The new trend among eco-friendly hotels is opt-in housekeeping. Contrary to the old model of DND, daily housekeeping is no longer included by default. Some hotels reward their guests for choosing this option with a discounted room price or a free meal. Digital devices like Aiello Voice Assistant (AVA) help hotels advertise CSR actions. It’s a way to engage and motivate the guests to make an impact, or promote eco-friendly services at the property.
One practical example of involving guests is using saving regimes. Aiello is preparing a new feature ‘Go green’. Aiello Voice Assistant (AVA) connects to the room control unit, which allows hotels to control in-room amenities including light and air conditioning. When the guest says “Go green” turns on the power saving mode. This way they can take an active role and get involved in the process and be encouraged to make planet-conscious choices within the hotel and the local environment.
Eco-friendly hotels often include locally grown produce in hotel menus and reduce waste by using recycled paper or avoiding single-use materials. They go as far as promoting eco transport options such as featuring electric vehicles and installing EV charging stations, or offering bicycle rental at the property.
‘InterContinental Kaohsiung has also won recognition for its sustainability work. With hybrid hotel cars, composters, adjusted energy consumption, and recyclable amenities, the hotel makes decisions that benefit local communities and enhance the domestic experience.’ [Source:]
More than ever, guests are looking for authentic travel experiences, with 45% believing that protecting and learning about local cultures is part of sustainable travel. Eco-friendly hotels are at the forefront of sustainable travel by supporting good causes such as promoting activities or tours that are giving back to the local community and helping to preserve, protect and educate about local cultures.

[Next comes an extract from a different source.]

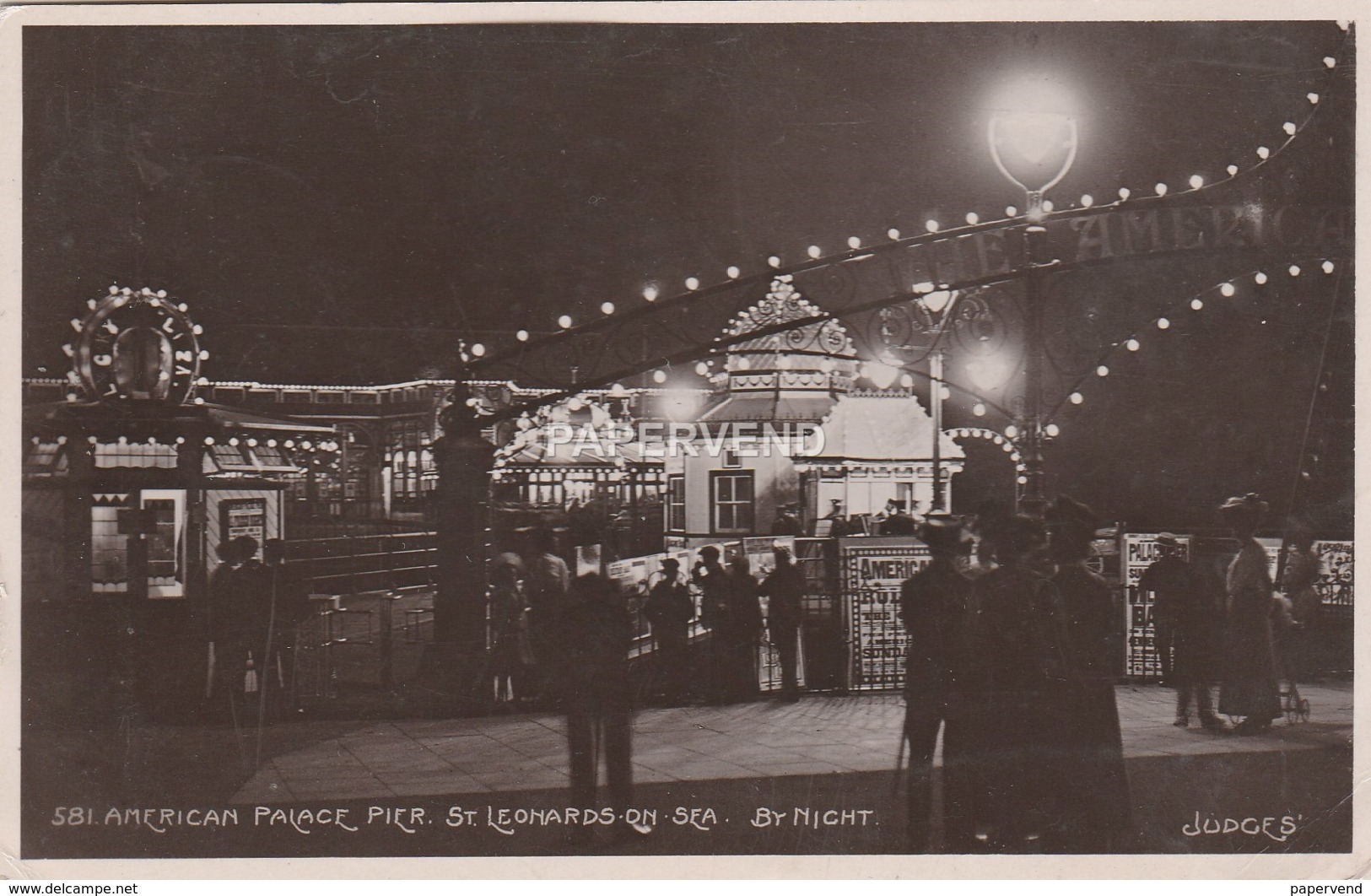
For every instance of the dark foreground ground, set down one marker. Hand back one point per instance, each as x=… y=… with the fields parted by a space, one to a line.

Long-haul travel has high environmental costs including pollution and carbon emissions. A hotel located in Asia targeting travelers from Europe doesn’t really communicate eco-friendly practices. Sustainable hospitality should also involve promoting a responsible way of traveling. Eco-friendly hotels can use their position to attract more locals and work towards promoting domestic travel.
Collaboration of hotels with local businesses forms a symbiotic relationship that helps both parties succeed and benefits the local economy. Sustainable travel evolves around local experience, promoting local production, and creating partnerships with local artists, vendors, or craftsmen to showcase their work at hotels and offer guests a sample of the local community.
InterContinental Kaohsiung combines its global presence, etiquette, and standards with local knowledge and products such as Taiwanese tea and food products from local farms.
“Sustainability used to be a question of price, but now it’s a matter of cultivating the right mindset and carefully selecting products,” says Robbert Manussen, IHG Area General Manager for Taiwan. “We put a lot of effort into running a hotel with purpose” [Source:]
According to the United Nations World Tourism Organization, hotels are accountable for one percent of global emissions. Understanding and embracing sustainability practices in hotels help contribute to reducing carbon emissions from the hospitality sector. Not only that. These initiatives will help hotels save money by being more energy-efficient, generate less waste, and stand out from the competition.
As we move towards more conscious consumers, hotels need to adapt to this type of guest. Hotel businesses should work on encouraging the guests to take an active role in making eco-conscious choices within the hotel as well as the local environment. Running an eco-friendly hotel comes with a long-term investment in better managing resources, bringing higher quality experience and offerings to your guests, and ultimately growing your brand value.